What does all of this mean for the future of food?
When the oPhone debuted it did so by way of an app called oSnap. The app gave people the chance to take a picture of any food, associate it with an aroma, and to send this picture to anyone in the world with the aroma included! If people had the oPhone they could receive the picture with the smell of the food. We had a limited vocabulary of transmissible aromas at the time. Actually, we found that aroma vocabularies were so personal, so complex, that we needed to focus aroma cartridges around themes. We launched the app as a small startup in Paris. Tens of thousands of oSnaps later, what did we find? Smells like chocolate, meaty, and woody found surprising interpretation — the photo of a boyfriend got attached to chocolate, of a father with a big stomach on which a little boy had fallen asleep snapped to meaty, and a sad-looking hamburger was assigned dirt. The emotions people associated with food aromas mattered more to people than the literal association of the aroma to the food itself.

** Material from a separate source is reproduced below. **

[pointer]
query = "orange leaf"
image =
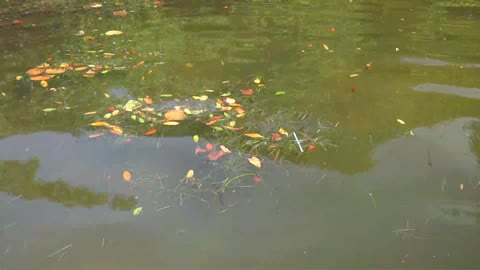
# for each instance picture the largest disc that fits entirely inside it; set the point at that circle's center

From a practical perspective for the future food world, digitizing smell will enable the creation of new palates of olfactory experience that we cannot even imagine today — by putting tools in the hands of flavorists, food creators, and chefs that allow them to explore a myriad of new combinations and formulations in a fraction of the time and cost of traditional methods — to focus on more sustainable, health-promoting options with specific, desired nutritional and sensory characteristics. In hospitality, imagine going into a hotel room and immediately feeling truly relaxed and at home — because you sampled the ambient aroma in your own bedroom and entered into their personalized environmental choice system when you made your reservation! For me, that might have notes of cat, rose-geranium, and toast — and as morning approaches, the toast gets stronger, rose-geranium fades toward citrus, and coffee begins to build! I’m ready for the day!
There is an opportunity in the future of food to enter the MetaVerse. With digitization science, flavor, and food experiences might enter multi-dimensional fully immersive online life, bringing restaurants into MetaVerse land, not only as visual and cognitive experiences but as metabolically and sensorially relevant ones, accessible to anyone, anywhere.